Professor Crossley said university administrators were as wary as everybody else of bias in student evaluations, and had commissioned research to understand it better.
“People are afraid that management’s not going to look at these numbers in context, but why wouldn’t we? I wouldn’t want to lose a really great teacher because someone in the class was racist.
“I don’t want a metrics-driven nightmare world where everyone is rated to death. But I want to celebrate achievements in education. We’ve got some fantastic courses, and they’re invisible. Wonderful staff teaching them feel underappreciated. Some feel their jobs are at risk because they’re less focused on research. We believe sunlight will make our best courses better, and poor courses better, too.”

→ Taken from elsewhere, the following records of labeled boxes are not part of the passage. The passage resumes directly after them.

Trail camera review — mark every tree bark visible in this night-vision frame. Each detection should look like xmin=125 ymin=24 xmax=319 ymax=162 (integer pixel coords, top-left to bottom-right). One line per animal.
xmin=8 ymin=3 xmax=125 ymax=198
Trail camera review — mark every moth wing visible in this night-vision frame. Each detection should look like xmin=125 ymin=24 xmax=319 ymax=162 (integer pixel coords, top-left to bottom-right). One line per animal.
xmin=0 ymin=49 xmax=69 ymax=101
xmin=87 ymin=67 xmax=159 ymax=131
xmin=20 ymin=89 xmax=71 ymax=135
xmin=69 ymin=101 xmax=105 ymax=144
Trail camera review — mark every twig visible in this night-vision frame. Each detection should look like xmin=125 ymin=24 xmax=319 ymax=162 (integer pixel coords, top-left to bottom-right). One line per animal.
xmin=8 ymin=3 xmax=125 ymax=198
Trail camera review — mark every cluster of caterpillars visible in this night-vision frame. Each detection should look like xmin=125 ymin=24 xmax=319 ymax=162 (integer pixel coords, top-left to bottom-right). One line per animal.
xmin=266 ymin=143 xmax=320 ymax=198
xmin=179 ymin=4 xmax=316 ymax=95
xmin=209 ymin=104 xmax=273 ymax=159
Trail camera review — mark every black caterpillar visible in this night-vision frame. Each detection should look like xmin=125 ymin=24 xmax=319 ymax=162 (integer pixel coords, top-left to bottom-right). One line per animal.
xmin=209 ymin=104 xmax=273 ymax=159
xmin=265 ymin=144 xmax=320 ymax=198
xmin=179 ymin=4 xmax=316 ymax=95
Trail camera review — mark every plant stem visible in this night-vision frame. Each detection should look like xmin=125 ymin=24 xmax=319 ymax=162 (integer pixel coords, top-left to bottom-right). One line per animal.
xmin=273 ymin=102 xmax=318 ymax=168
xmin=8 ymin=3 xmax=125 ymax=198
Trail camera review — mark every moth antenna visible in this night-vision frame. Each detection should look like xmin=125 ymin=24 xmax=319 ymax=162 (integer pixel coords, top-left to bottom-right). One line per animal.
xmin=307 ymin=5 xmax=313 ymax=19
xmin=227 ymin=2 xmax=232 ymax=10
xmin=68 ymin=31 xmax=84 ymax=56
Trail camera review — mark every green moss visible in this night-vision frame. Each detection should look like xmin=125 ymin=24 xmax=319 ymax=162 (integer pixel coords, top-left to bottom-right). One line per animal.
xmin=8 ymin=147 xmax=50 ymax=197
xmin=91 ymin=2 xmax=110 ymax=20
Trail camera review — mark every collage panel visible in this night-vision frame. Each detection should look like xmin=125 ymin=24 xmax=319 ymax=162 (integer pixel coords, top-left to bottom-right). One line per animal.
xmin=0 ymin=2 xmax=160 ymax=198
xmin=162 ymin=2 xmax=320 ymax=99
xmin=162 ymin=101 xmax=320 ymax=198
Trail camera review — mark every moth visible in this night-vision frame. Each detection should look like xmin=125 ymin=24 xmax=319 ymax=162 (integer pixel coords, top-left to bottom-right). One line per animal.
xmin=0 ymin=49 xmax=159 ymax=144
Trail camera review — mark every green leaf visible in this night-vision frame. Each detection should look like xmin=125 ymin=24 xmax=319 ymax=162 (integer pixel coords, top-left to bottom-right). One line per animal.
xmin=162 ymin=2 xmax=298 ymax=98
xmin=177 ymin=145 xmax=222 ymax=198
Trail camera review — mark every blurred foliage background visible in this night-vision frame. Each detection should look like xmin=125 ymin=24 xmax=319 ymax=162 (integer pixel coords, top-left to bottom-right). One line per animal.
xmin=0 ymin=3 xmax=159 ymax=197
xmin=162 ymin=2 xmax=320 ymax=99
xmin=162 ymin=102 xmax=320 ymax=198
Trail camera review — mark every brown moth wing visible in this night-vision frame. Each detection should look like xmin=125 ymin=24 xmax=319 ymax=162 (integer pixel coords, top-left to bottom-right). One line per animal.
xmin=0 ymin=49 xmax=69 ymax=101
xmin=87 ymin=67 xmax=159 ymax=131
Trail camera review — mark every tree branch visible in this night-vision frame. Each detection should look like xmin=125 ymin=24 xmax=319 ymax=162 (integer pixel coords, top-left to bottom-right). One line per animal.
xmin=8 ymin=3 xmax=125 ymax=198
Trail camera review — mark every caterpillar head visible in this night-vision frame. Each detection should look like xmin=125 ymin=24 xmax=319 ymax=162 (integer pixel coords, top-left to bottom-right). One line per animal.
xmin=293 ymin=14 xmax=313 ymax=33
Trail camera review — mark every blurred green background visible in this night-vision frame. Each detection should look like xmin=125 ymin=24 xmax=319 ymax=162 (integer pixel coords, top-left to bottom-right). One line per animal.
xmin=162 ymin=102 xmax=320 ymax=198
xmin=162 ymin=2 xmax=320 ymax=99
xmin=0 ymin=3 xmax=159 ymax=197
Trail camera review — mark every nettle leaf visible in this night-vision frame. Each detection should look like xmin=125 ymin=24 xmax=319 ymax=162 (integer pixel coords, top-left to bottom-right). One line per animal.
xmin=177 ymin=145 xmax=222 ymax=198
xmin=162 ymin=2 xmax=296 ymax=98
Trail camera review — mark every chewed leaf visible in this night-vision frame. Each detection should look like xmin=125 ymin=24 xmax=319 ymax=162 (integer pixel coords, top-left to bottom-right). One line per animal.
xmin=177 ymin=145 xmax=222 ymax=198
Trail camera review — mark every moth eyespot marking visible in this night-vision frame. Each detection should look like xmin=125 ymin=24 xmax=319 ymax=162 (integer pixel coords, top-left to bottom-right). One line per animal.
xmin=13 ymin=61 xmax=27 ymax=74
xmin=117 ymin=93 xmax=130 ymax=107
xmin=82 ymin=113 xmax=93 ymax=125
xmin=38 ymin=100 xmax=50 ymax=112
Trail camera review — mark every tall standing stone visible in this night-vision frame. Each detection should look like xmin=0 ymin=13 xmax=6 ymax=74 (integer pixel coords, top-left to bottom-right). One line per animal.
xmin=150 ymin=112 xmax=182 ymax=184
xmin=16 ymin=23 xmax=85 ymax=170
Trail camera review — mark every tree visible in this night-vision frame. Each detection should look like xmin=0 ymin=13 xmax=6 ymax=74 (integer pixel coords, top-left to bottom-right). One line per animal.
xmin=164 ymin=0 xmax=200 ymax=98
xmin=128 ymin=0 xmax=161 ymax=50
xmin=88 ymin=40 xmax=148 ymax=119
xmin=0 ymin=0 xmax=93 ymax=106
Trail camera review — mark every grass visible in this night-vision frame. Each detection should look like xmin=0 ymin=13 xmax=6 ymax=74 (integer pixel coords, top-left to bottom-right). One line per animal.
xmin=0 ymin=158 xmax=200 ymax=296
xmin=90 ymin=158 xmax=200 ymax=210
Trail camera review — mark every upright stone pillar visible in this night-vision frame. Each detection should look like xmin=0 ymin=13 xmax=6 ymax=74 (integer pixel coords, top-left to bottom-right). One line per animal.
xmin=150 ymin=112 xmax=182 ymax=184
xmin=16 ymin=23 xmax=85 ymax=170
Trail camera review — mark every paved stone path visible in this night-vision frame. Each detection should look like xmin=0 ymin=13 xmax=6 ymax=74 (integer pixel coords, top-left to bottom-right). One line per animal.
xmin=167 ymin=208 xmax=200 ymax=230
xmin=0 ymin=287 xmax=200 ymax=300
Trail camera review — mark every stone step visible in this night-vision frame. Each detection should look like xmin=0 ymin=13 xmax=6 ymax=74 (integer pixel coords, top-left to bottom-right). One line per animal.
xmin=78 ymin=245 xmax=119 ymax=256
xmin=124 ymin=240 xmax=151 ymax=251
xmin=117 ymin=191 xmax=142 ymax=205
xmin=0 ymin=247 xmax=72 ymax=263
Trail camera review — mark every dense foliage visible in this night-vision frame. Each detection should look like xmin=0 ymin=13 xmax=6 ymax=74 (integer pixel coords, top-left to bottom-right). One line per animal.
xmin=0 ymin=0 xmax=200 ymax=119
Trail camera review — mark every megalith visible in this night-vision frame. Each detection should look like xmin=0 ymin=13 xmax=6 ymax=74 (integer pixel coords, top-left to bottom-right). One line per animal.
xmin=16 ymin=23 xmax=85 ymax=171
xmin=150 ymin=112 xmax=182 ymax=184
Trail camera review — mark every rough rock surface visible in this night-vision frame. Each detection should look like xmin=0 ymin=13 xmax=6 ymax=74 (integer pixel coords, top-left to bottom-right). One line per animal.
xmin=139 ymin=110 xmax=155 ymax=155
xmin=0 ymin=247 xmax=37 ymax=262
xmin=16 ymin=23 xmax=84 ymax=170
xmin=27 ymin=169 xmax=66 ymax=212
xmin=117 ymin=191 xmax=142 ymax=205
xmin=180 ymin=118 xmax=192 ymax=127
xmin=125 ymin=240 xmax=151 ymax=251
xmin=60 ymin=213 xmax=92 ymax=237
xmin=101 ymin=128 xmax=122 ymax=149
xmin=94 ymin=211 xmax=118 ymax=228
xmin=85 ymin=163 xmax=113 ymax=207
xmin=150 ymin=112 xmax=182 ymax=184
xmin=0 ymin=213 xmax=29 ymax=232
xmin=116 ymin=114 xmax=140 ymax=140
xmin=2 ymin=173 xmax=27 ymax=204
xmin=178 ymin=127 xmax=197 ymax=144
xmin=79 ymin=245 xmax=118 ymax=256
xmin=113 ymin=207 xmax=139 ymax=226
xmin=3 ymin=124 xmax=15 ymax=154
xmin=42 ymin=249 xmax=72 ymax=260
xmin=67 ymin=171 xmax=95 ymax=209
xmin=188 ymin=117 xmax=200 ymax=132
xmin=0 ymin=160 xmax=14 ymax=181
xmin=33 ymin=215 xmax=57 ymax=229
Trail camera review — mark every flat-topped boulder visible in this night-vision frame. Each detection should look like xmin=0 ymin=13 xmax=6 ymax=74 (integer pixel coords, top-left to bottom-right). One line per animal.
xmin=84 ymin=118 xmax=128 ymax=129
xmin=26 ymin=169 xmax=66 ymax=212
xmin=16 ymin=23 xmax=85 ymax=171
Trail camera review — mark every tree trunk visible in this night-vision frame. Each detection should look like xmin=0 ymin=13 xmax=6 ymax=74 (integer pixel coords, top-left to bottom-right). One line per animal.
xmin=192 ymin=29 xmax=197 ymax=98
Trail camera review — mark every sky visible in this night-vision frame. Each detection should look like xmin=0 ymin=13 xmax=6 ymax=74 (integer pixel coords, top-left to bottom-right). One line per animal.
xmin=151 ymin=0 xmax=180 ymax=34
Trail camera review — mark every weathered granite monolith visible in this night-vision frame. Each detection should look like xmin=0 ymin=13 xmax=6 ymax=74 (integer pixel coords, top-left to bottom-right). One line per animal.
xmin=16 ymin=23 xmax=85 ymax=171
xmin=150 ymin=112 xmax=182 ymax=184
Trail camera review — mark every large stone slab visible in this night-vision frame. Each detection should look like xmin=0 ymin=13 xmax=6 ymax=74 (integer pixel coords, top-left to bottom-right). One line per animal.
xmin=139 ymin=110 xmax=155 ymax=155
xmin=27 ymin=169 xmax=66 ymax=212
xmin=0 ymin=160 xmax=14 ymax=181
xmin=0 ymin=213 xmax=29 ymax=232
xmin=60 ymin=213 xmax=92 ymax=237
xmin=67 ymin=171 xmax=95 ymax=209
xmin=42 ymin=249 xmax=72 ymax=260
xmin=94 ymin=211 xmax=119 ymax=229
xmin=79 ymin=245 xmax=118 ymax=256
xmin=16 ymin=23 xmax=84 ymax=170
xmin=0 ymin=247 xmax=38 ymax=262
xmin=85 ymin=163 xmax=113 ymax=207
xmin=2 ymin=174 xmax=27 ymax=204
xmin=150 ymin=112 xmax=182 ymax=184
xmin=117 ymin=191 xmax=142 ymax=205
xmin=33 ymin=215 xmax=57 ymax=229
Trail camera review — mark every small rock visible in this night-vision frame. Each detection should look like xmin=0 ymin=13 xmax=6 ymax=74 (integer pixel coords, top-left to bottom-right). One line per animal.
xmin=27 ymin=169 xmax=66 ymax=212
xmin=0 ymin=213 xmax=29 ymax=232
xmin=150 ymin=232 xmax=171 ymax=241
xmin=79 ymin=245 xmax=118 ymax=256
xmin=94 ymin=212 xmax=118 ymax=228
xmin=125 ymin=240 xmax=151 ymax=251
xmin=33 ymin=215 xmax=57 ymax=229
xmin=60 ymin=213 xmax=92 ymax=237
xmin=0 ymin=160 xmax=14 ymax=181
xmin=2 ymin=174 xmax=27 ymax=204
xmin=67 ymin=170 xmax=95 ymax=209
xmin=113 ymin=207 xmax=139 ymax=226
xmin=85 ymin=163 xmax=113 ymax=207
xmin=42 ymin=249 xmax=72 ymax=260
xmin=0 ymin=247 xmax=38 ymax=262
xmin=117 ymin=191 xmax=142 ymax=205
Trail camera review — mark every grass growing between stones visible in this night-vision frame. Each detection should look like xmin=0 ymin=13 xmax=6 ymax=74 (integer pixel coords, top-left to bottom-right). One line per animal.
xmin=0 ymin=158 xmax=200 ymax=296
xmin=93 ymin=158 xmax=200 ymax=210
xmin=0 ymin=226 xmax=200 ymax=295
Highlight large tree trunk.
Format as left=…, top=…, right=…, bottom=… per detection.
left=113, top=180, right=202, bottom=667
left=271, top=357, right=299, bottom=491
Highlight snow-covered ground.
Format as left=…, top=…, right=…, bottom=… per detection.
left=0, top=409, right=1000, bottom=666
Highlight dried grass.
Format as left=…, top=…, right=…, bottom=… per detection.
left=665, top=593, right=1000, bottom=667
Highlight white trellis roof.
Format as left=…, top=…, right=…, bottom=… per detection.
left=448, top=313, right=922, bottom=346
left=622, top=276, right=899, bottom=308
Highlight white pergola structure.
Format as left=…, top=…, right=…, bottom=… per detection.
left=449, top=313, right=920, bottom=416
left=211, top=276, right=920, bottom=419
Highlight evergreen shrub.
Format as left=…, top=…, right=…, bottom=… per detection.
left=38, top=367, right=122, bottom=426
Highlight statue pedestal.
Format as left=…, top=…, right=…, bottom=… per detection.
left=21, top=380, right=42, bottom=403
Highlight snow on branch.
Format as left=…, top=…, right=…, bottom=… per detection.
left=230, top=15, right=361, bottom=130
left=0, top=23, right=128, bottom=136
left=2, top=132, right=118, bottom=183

The National Tertiary Education Union (NTEU) said there was already plenty of sunlight, with students and staff given access to evaluation data on their own courses while broader surveys yielded public information on student satisfaction at the institutional level.
“There’s data transparency for the students involved in the courses,” said NTEU state secretary Damien Cahill. “Line managers get to see the data as well. The balance that exists now is about right.”
He said gender and racial biases in student evaluations had been “well documented”, and it was “dangerous” to release evaluation data in a form that allowed academics to be rated against each other. “What this is really about is…using [student evaluations] as a disciplinary tool for staff.”
Professor Crossley said there was little evidence that bias in student evaluations differed from the background bias in society. Such biases needed to be taken into account, but they did not completely invalidate the data.
“I don’t think using student surveys is significantly exacerbating sexism. There’s sexism in many places, but that’s not a reason to not listen to students.”
In representations to the commission, the NTEU cited UNSW’s 2019 paper on bias in student evaluations as evidence of their unreliability. The large study found that bias was pronounced in some disciplines but minimal in others.
A 2021 literature review, also cited by the NTEU, found that student evaluations of teaching were so methodologically flawed that their use could not be justified. But it also acknowledged disciplinary differences, with biased evaluations far more likely in the sciences than in the humanities.
Dr Cahill said the union would seek to enforce a ban on the publication of student evaluation data in negotiations to replace the UNSW enterprise agreement, which nominally expired in December.